Di Twitter, tagar tentang kasus tersebut trending. Antara FPI dan terorisme kerap kali menjadi pusat pembicaraan. Ini menarik karena desain awalnya, FPI tidak begitu. Mereka yang ahli sweeping dan konfrontatif pada pemerintah secara ideologi tidak sama dengan JAD, JI, dan teroris lainnya. Ternyata, ada benang merah yang membuat FPI terpolarisasi dan menjadi sepelik sekarang. Yaitu, mereka semua adalah kaum radikal. Dalam artian, kaum radikal—terlepas dari apa pun organisasinya—memiliki relasi ideologis.

Relasi Kaum Radikal

Hubungan Kepentingan. Selama ini, ormas seperti FPI tugasnya mengusik rezim. HTI dibubarkan juga karena demikian: mengusik Negara. Para kaum teroris semacam JI, JAT, JAD, dan lainnya, itu mengusik masyarakat dan ideologi NKRI untuk kepentingan politik kekuasaan mereka. Mereka semua disebut kaum radikal karena anti-kompromi dengan lokalitas, baik budaya maupun keberagamaan, atau juga sistem ketatanegaraan. Frontal, dan keinginannya satu: mendirikan sistem sendiri.

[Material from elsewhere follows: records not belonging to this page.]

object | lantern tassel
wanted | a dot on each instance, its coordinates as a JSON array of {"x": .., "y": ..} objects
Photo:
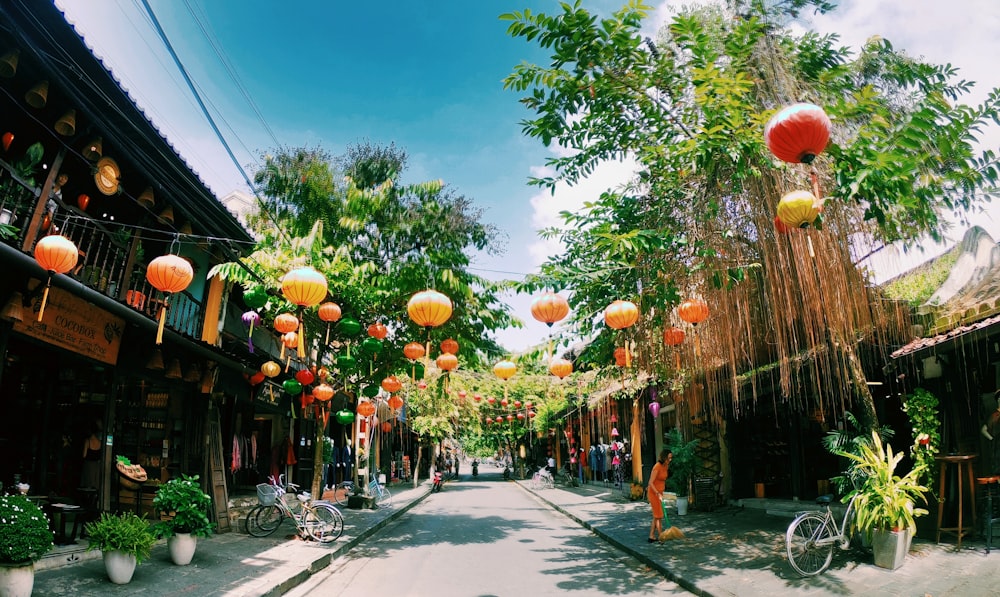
[
  {"x": 45, "y": 298},
  {"x": 163, "y": 320}
]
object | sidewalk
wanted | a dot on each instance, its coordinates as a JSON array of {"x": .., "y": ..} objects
[
  {"x": 741, "y": 551},
  {"x": 229, "y": 564}
]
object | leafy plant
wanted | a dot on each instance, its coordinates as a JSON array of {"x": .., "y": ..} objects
[
  {"x": 885, "y": 501},
  {"x": 24, "y": 530},
  {"x": 127, "y": 533},
  {"x": 187, "y": 505},
  {"x": 683, "y": 462}
]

BACA JUGA  Serangan Moskow dan Bukti Kekejaman Teroris di Bulan Ramadan

Jadi sekalipun FPI mengaku setia Pancasila sementara JAD tidak, mereka sama-sama riskan karena punya kepentingan lain yang orientasinya adalah komunitas mereka sendiri—mencederai NKRI. Dan kebertautan mereka, kaum radikal, ada dalam agendanya. FPI bukan ekstremis takfiri. Habib Rizieq Shihab tidak sekukuh Abu Bakar Baasyir. Lalu bagaimana mungkin seorang Munarman yang notabene FPI berbaiat dengan ISIS? Apa relasinya?

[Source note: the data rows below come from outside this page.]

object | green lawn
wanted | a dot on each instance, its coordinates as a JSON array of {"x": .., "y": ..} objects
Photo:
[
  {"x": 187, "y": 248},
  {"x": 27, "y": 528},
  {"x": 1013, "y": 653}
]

Jawabannya adalah: relasi kepentingan. Musuh mereka sama, yaitu negara dan pemerintah. Bukan mustahil mereka akan bersatu untuk tujuan itu. Pada akhirnya terjadi usaha menautkan diri dengan kelompok sebelah demi menyatukan kekuasaan melakukan pemberontakan pada rezim. Kelompok teroris, bagaimanapun, sebagaimana ditegaskan Ali Imron, selalu menunggu momentum. Saling mengaitkan satu sama lain merupakan hal yang lumrah. Yang penting, agendanya tercapai.

FPI yang Sudah Bubar

Tetapi FPI sudah bubar, bagaimana mungkin mereka dikaitkan dengan aksi terorisme? Justru itu yang perlu diwaspadai. Kebertautan kaum radikal yang dipengaruhi kepentingan masing-masing berpotensi lebih buruk, yakni bersatunya kekuatan radikal. Mereka menyerang negara dan pemerintah dari segala arah, dari beragam tuduhan, dengan segala isu. Isu yang mereka bawa juga tidak lepas dari isu sensitif; agama. Jadi jurusnya sama semua. Tidak jauh-jauh dari itu.

HTI juga bubar, tetapi aktivisnya masih bergerilya. Sebab, di samping tuntutan ideologis, keterdesakan oleh musuh akan membuat mereka bersatu untuk menghadapinya. Dengan demikian, yang perlu ditakuti bukanlah pergerakan satu kelompok di antara mereka, melainkan kebertautan antarkelompok. Dibubarkan atau tidak, diakui negara atau tidak, tidak pengaruh. Justru yang menadapat represi dari pemerintah akan lebih frontal dalam setiap gerakan radikalnya.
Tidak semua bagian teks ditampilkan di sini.